Allievi U17, Pontevecchio – Asd Comacchiese 1-3


A cura di Fabio Villani

« Che brutto risveglio, che brutta partita, che brutta domenica per la Pontevecchio.
Non so nemmeno se far prevalere la delusione o la rabbia per la clamorosa sconfitta in casa con la Comacchiese, squadra ferma a zero punti dopo le prime quattro partite della fase regionale eppure capace di segnare tre reti nei primi quaranta minuti di gioco a Melloni & c. e di conservare il vantaggio, nella ripresa, senza troppa fatica.
Per spiegare i motivi del passo falso odierno dei ragazzi di Mister Guidotti non basterebbe un pool di psicologi.
Sarebbe servito forse un sacerdote per esorcizzare questa giornataccia, ma l’ uomo in tonaca avrebbe probabilmente gradito di più il gioco della squadra ospite, dedita ad una difesa ad oltranza, abilissima nelle ripartenze e specializzata soprattutto su un’ infinita serie di rilanci casuali – i famosi lanci alla “viva il parroco” – purtroppo tremendamente efficaci.
Sarà un caso che la Pontevecchio ha fatto alcune “cappelle” che la famosa Sistina, al confronto, è una semplice tettoia ?..
Fatto sta che i demeriti della Pontevecchio, senza nulla togliere al meritato successo dei comacchiesi, prevalgono di gran lunga sui meriti della squadra ospite.
La Pontevecchio, infatti, non ha espresso il proprio gioco abituale, ma si adeguata al non-gioco degli avversari, finendo per esserne sopraffatta, laddove la fisicità ha prevalso sulla tecnica.
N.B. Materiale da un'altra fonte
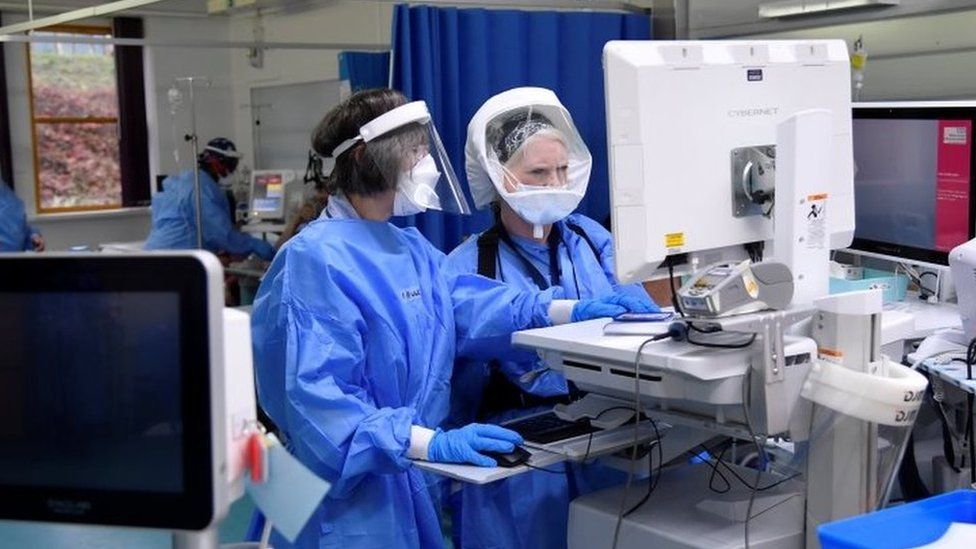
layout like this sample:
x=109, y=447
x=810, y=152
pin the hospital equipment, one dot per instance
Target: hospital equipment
x=914, y=179
x=762, y=169
x=734, y=288
x=274, y=195
x=128, y=396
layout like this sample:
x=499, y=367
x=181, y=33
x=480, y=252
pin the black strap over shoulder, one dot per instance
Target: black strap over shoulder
x=582, y=234
x=488, y=251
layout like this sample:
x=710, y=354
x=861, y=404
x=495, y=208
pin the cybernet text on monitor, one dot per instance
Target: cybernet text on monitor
x=679, y=113
x=913, y=179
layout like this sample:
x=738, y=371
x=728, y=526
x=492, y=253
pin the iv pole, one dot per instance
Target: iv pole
x=194, y=140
I giocatori in completo rosso scivolavano via, in attacco, ai difensori di casa come anguille del Po e si avvinghiavano a quelli di casa, con marcature strettissime in difesa, come polipi tentacolari impossibili da superare: per dirla, senza troppe metafore, arrivavano sempre prima sul pallone davanti, in mezzo e dietro, calciandolo il più lontano possibile dalla propria area.
Tutto questo fa ancora più male se si considera che dopo soli tre minuti di gara, la partita si era in realtà messa sui binari sperati.
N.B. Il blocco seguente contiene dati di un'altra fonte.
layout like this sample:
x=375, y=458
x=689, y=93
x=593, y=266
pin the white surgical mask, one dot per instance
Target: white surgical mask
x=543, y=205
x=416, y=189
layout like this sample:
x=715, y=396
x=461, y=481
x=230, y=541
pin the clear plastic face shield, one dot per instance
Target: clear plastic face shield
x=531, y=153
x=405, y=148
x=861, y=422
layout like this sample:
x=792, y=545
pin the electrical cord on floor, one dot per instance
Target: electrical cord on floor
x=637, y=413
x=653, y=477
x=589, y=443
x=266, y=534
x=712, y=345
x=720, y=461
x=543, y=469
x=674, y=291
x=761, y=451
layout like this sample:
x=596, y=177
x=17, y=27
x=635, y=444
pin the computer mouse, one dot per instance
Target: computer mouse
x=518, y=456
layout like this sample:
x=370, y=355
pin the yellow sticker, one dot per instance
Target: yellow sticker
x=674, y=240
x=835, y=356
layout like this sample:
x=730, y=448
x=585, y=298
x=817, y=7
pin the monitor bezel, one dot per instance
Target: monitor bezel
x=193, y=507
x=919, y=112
Una bella combinazione Villani-Buzdugan, permetteva al fantasista amaranto di penetrare in area e battere in diagonale il portiere del Comacchio con un bel rasoterra.
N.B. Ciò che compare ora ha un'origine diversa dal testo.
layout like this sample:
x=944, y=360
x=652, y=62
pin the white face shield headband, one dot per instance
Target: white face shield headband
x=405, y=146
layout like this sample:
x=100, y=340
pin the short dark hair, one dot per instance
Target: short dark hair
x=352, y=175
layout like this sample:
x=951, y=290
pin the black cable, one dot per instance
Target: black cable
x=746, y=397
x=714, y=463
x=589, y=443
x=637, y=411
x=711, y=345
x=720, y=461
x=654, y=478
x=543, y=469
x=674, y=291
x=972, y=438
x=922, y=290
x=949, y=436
Ma se un tiro in mischia del centravanti ospite, dopo un calcio d’ angolo respinto male, regalava al Comacchio il pareggio all’ 11° e nel giro di pochi minuti un secondo svarione collettivo (doppio liscio a centrocampo e in difesa) che consentiva al centravanti di involarsi tutto solo verso Baldi non portava al raddoppio solamente per la fretta del giocatore di concludere – debolmente – dal limite dell’ area; il treno amaranto non sembrava comunque destinato a deragliare.
Invece, in soli 5 minuti, la Comacchiese veniva gentilmente omaggiata di due gol da lasciare senza parole capotreno, ferrovieri e pendolari dell’ Alberto Mario.
Al 27°, pescato solo in area da un lungo lancio da 40 metri, il n. 7 Faraco non sbagliava l’ appoggio in rete e dopo 5 minuti (32°) si ripeteva impallinando Baldi, che perdeva in contrasto l’ uscita kamikaze a causa di un retropassaggio troppo corto di un compagno sul solito rinvio ferrarese, con un facile tiro nella porta sguarnita da venti metri.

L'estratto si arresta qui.